Download the installed Nginx version source code from the web. In my case Nginx version 1.16.1 is installed on my production server so I will download the same version and start compiling.

cd /usr/src
tar xvf nginx-1.16.1.tar.gz
cd nginx-1.16.1
make -j4
make install

As we can see now that Nginx has been built with newly installed OpenSSL. built with OpenSSL 1.1.1f 31 Mar 2020

nginx -V

nginx version: nginx/1.16.1
built by gcc 4.8.5 20150623 (Red Hat 4.8.5-39) (GCC)
built with OpenSSL 1.1.1f 31 Mar 2020
TLS SNI support enabled


Update your Nginx configuration to enable TLS 1.3. Add below lines on your Nginx vhost configuration’s server block.

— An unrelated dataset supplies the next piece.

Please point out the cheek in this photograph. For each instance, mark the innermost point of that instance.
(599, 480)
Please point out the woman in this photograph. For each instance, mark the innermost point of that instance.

ssl_protocols TLSv1.2 TLSv1.3;
ssl_prefer_server_ciphers on;
nginx -t
service nginx restart

Now you can verify your web application from your browser or from the command line to check whether it uses TLS 1.3 or not.

In Google Chrome browser, go to the website

Right Click » Inspect » Security Tab


You can also check from your command line. If you have installed OpenSSL version 1.1.1 on your end device then your connection to the server will be through TLS 1.3 on first priority.

openssl s_client -connect -tls1_3

You will see the output below.

New, TLSv1.3, Cipher is TLS_AES_256_GCM_SHA384
Server public key is 2048 bit
Post-Handshake New Session Ticket arrived:
Protocol : TLSv1.3
Cipher : TLS_AES_256_GCM_SHA384

That’s it. We have enabled the TLS 1.3 on our Nginx server and it’s running as expected. Somehow if your application breaks down due to the new OpenSSL version then you might also need to recompile your PHP with the new headers.